As Nações Unidas ainda não levantaram os US$ 5 milhões (R$ 11,2 milhões) necessários para vacinar 600 mil crianças em situação vulnerável.

Da mesma forma, não obteve os US$ 2 bilhões (R$ 4,48 bilhões) que prometeu levantar junto a países ricos para construir a infraestrutura de água e saneamento haitiana, que especialistas em saúde pública dizem ser vital para livrar o país da epidemia de cólera.

Pedro Medrano Rios, enviado do secretário-geral da ONU para o surto do cólera, atribuiu a falta de verbas à "fadiga de doação" global. "Não é caro", ele disse. "Ninguém deveria estar morrendo por causa da doença."

Desde que a epidemia começou, em outubro de 2010, 8.562 pessoas morreram de cólera no Haiti. Os casos novos diminuíram, seguindo a trajetória típica de uma epidemia, de um pico de mais de 350 mil casos em 2011 para pouco mais de 50 mil em 2013.

Como é o caso de muitas das instituições nacionais desde o terremoto de janeiro de 2010, o sistema de saúde haitiano continua caótico. Faltam água potável e saneamento básico.

E, na medida em que as ONGs de assistência vão embora, o número de centros de tratamento do cólera caiu de 120 para 40. Os espaços são operados pelas entidades com apoio do governo.

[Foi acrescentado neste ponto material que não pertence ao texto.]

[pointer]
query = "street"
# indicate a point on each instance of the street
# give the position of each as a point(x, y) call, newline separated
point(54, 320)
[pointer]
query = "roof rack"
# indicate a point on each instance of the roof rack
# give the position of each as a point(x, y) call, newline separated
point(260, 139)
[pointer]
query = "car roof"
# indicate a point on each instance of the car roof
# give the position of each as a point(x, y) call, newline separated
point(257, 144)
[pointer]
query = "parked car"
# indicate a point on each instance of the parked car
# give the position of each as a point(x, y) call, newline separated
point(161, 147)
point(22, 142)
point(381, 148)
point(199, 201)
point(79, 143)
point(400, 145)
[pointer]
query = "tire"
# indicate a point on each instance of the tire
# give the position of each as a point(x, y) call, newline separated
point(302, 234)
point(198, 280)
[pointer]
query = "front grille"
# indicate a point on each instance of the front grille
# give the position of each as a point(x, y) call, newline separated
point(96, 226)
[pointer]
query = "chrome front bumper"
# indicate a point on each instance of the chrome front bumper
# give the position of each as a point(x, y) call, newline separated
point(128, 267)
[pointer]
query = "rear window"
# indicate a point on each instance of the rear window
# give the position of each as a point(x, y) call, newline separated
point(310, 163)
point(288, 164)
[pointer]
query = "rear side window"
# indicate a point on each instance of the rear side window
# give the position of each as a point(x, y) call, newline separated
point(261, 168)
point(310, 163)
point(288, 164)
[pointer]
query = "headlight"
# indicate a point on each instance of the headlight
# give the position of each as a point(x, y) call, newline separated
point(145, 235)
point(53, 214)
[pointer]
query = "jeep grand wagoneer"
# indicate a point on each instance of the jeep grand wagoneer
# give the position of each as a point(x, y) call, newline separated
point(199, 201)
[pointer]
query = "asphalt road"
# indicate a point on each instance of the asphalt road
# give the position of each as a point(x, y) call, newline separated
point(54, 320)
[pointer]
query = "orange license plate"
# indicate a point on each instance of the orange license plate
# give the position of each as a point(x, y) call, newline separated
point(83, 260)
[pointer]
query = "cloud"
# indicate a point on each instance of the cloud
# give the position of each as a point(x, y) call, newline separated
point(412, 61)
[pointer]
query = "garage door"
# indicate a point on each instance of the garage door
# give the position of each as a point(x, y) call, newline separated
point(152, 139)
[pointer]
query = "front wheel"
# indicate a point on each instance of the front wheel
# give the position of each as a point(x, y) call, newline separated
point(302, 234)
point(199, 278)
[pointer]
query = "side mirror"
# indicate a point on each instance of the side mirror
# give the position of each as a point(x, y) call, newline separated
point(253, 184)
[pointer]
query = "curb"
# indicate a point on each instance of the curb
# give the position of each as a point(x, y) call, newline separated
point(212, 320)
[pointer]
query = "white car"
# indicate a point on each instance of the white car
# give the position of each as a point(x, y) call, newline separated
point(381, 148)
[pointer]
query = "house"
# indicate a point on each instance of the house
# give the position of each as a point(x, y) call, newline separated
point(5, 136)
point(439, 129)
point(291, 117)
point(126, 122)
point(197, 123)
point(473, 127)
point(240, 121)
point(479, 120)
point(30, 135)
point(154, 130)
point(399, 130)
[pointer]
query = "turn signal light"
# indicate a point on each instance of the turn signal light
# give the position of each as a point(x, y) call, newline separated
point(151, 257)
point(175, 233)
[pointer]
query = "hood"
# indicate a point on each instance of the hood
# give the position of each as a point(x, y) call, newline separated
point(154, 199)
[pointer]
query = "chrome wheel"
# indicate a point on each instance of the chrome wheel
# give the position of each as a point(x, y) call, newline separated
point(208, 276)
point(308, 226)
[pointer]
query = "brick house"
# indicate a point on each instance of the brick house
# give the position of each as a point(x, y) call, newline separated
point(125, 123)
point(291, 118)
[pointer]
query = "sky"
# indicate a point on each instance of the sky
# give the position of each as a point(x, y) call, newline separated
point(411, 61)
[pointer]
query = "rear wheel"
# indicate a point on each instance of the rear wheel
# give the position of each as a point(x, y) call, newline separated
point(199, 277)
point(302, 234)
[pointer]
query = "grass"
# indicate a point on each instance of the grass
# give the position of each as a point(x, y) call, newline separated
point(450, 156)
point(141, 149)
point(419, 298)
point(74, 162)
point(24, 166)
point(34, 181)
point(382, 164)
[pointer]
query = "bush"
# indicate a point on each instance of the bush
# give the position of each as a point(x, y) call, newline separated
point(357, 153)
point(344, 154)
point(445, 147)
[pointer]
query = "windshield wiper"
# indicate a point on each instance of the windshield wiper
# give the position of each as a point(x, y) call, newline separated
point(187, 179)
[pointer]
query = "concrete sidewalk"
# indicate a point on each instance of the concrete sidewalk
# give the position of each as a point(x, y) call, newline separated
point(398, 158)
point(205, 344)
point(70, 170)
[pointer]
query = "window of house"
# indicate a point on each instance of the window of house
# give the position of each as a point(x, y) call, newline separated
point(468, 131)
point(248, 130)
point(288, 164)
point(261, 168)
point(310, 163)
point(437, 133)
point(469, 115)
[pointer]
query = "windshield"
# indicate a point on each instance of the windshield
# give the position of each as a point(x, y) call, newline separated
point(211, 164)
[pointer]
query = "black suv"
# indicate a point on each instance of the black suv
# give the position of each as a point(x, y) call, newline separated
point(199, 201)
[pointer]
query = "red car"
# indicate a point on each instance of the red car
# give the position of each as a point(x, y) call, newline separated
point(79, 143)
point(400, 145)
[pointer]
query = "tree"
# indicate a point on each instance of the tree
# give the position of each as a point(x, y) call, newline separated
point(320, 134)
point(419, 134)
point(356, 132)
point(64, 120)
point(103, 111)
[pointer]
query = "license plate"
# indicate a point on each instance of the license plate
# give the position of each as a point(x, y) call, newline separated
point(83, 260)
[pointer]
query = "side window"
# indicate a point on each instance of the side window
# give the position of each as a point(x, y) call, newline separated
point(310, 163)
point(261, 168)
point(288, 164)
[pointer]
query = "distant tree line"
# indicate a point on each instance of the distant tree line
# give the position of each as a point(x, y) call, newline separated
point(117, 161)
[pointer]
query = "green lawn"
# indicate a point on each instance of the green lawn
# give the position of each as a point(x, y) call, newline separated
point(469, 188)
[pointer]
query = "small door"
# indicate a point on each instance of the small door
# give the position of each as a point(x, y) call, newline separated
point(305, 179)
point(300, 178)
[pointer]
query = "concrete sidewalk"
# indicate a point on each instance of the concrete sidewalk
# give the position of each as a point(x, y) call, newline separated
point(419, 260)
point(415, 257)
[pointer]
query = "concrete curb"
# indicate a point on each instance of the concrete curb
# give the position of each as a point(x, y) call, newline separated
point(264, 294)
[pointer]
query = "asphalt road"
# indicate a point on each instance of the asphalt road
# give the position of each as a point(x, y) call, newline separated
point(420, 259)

O que talvez seja mais preocupante é a porcentagem crescente de pacientes que morrem nos centros de tratamento que ainda existem no país.

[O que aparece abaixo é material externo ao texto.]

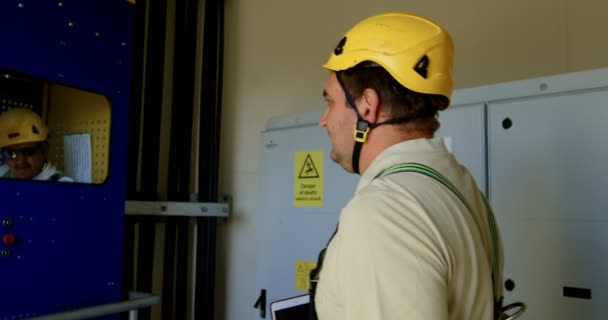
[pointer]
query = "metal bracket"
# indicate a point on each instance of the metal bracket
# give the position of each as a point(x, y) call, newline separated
point(177, 209)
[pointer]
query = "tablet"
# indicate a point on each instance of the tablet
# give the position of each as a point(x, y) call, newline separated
point(294, 308)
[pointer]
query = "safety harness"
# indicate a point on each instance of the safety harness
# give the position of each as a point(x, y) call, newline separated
point(499, 311)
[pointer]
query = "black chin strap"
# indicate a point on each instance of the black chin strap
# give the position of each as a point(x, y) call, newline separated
point(362, 127)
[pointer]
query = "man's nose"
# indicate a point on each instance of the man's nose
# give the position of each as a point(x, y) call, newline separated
point(323, 120)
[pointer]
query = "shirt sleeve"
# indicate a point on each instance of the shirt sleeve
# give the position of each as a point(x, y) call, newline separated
point(392, 261)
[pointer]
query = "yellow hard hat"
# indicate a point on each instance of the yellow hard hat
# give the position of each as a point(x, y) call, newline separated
point(21, 125)
point(417, 52)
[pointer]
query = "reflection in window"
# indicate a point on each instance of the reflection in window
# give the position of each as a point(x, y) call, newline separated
point(52, 132)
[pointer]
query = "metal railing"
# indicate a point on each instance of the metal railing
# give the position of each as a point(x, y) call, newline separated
point(138, 300)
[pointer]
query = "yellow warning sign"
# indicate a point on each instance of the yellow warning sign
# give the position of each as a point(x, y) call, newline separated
point(302, 272)
point(308, 178)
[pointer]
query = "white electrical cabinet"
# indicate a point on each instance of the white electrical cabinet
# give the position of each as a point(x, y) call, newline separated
point(536, 148)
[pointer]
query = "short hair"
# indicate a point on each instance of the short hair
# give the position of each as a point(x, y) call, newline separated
point(402, 102)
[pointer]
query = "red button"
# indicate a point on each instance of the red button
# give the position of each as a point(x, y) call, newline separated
point(8, 239)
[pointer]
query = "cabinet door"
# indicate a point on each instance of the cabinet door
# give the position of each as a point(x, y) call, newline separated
point(290, 230)
point(547, 183)
point(463, 130)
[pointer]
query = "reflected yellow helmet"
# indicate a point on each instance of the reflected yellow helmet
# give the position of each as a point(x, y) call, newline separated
point(417, 52)
point(20, 125)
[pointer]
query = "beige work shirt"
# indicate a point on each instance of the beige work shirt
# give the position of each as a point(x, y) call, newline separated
point(407, 247)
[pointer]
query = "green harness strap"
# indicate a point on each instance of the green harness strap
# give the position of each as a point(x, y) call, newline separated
point(428, 171)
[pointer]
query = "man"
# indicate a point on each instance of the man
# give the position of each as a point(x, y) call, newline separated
point(23, 141)
point(406, 246)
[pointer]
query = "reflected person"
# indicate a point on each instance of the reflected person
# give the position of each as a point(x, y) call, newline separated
point(23, 140)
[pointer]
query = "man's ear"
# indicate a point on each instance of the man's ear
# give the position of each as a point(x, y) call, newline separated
point(369, 105)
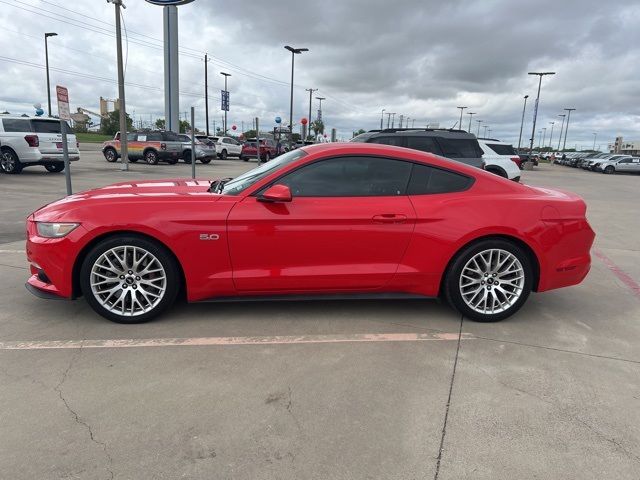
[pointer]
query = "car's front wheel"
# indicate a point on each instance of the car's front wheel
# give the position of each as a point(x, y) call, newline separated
point(489, 281)
point(129, 279)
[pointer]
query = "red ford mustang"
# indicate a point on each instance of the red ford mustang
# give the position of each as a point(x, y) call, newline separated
point(334, 220)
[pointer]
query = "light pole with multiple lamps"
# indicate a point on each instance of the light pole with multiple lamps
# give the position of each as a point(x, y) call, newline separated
point(566, 130)
point(561, 129)
point(46, 55)
point(535, 112)
point(522, 121)
point(225, 75)
point(294, 52)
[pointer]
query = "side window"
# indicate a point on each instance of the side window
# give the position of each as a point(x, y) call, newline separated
point(350, 177)
point(429, 180)
point(424, 144)
point(460, 148)
point(397, 140)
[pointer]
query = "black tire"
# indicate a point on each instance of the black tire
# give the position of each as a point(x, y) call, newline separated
point(110, 155)
point(452, 287)
point(151, 157)
point(54, 167)
point(171, 270)
point(9, 162)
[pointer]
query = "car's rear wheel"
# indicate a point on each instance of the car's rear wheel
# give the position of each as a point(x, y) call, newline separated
point(489, 281)
point(129, 279)
point(9, 162)
point(110, 155)
point(54, 167)
point(151, 157)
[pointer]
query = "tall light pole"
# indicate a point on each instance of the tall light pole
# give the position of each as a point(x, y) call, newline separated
point(320, 107)
point(535, 111)
point(471, 114)
point(566, 130)
point(479, 122)
point(46, 55)
point(561, 128)
point(294, 52)
point(522, 121)
point(225, 75)
point(310, 90)
point(461, 110)
point(123, 111)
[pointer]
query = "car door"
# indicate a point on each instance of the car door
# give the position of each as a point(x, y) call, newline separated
point(346, 228)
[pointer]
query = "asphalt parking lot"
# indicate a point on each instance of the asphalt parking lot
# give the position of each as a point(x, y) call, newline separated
point(324, 390)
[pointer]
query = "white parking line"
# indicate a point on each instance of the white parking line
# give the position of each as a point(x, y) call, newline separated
point(225, 341)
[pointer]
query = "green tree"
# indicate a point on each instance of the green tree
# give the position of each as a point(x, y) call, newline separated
point(317, 126)
point(111, 124)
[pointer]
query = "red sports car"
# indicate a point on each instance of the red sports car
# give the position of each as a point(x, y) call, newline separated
point(333, 220)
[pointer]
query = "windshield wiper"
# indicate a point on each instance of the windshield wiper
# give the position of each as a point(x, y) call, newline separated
point(217, 185)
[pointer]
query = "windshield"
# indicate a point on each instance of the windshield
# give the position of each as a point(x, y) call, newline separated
point(244, 181)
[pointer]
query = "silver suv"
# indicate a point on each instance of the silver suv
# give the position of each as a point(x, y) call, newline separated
point(29, 141)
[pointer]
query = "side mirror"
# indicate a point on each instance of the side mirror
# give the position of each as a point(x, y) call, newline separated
point(276, 193)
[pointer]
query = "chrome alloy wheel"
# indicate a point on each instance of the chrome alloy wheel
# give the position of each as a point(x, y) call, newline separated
point(128, 280)
point(492, 281)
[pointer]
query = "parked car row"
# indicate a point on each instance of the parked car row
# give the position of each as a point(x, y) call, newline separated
point(30, 141)
point(490, 154)
point(607, 163)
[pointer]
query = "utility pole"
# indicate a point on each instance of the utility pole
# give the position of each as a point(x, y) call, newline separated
point(522, 121)
point(206, 93)
point(461, 110)
point(310, 90)
point(123, 111)
point(566, 130)
point(535, 112)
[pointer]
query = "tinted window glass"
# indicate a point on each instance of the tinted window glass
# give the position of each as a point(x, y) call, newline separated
point(47, 126)
point(16, 125)
point(350, 177)
point(502, 149)
point(424, 144)
point(460, 148)
point(426, 180)
point(389, 140)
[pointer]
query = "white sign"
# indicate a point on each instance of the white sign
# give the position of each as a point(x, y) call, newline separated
point(63, 103)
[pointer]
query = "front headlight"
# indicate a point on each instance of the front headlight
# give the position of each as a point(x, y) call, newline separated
point(55, 230)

Josilia Fils-Aime sobreviveu provavelmente porque a organização sem fins lucrativos Partners in Health, que atua no Haiti há anos, abriu uma clínica perto da casa dela. Para chegar ao outro centro mais próximo ela afirma ter caminhado por duas horas.

Epidemia de cólera resiste a ações da ONU no Haiti

"Em qualquer outro país, teria sido declarado desastre humanitário", comentou a médica Louise Ivers, da Partners in Health. "O que vai acontecer quando a estação das chuvas começar?"

Segundo Medrano, até 40 mil pessoas podem ser infectadas quando o nível dos rios subir.

A epidemia haitiana de cólera já se espalhou para a República Dominicana, Cuba e México. Os índices de fatalidade são muito mais baixos nesses países, que possuem sistemas de saúde pública muito melhores.

Estudos forenses concluíram que a bactéria encontrada no Haiti é uma linhagem asiática comum no Nepal, de onde vieram centenas de soldados das forças de paz da ONU que estão no país.

A ONU mantém silêncio total sobre sua possível responsabilidade pela importação da doença ao Haiti, onde o cólera não tinha sido registrado antes.

Enquanto isso, o número de crianças subnutridas, as mais suscetíveis ao cólera devido à sua imunidade baixa, aumentou no ano passado. Menos de dois terços da população conta com água limpa para beber.

Jislaine Marc, 15, foi levada ao hospital geral de Porto Príncipe há algumas semanas. Sua família disse que a garota começou a ter vômito e diarreia violentos, de repente —sinais do cólera.

Se ela tivesse chegado a tempo no hospital, poderia ter se salvado com um dos remédios mais simples: os sais de reidratação oral.

Mas Jislaine não chegou. Ela morreu. O hospital não fez um exame para detectar cólera. Apenas mandou a família levar o corpo da menina para casa.

Pouco depois, outro familiar teve os mesmos sintomas e foi levada às pressas para uma clínica operada pela organização Médicos Sem Fronteiras, que despachou agentes de saúde à casa de Jislaine, pulverizou a casa com desinfetante e mandou o Ministério da Saúde remover o corpo.

"Foi tão de repente", disse a tia da adolescente morta. "Ela era apenas uma menina normal, que ia à escola e à igreja."